= Alexander Robert Horne =

Scottish engineer and author

Prof Alexander Robert Horne FRSE OBE MIME PRSSA (1881–1953) was a Scottish engineer and author.

==Life==
He was born in Leven, Fife in 1881. He was educated at George Heriot's School in Edinburgh.

He was apprenticed as an engineer to James Milne & Sons Ltd of Milton House Works in the Canongate in Edinburgh probably around 1896. He then went t the University of London to formally train as an engineer.

In 1910 he obtained a post as Professor of Engineering at Robert Gordons College in Aberdeen, aged only 29. Here he lived at 374 Great Western Road in Aberdeen. In 1920 he was elected a Fellow of the Royal Society of Edinburgh. His proposers were Sir Thomas Hudson Beare, Richard Stanfield, George Adam Smith and John Taylor Ewen.

In 1929 he moved to Heriot Watt University as Professor of Mechanical Engineering and stayed there until retiral in 1945.

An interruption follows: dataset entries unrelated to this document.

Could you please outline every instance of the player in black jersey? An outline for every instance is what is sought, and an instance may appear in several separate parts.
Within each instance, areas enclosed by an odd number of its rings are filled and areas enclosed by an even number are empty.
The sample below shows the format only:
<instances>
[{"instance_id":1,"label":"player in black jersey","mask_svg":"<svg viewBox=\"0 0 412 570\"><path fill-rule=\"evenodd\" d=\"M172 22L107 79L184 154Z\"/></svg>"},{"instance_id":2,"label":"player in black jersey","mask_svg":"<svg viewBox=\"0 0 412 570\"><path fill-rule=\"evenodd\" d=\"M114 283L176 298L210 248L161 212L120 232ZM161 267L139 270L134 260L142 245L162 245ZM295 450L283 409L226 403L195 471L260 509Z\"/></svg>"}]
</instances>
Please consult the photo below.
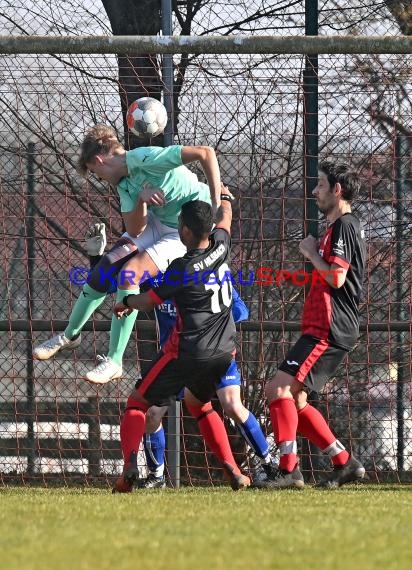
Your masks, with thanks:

He died in Edinburgh on 17 May 1953.

==Positions of Note==

- President of the Royal Scottish Society of Arts
- President of the Aberdeen Association of Civil Engineers

==Publications==

- This Modern World and the Engineer (1934) co-written with Charles Galton Darwin
- The Age of Machinery
- The Story of the Orkney and Zetland Association 1896–1946

==Family==

He was married to Nina Helena Horne. They had a son Edward A Horne.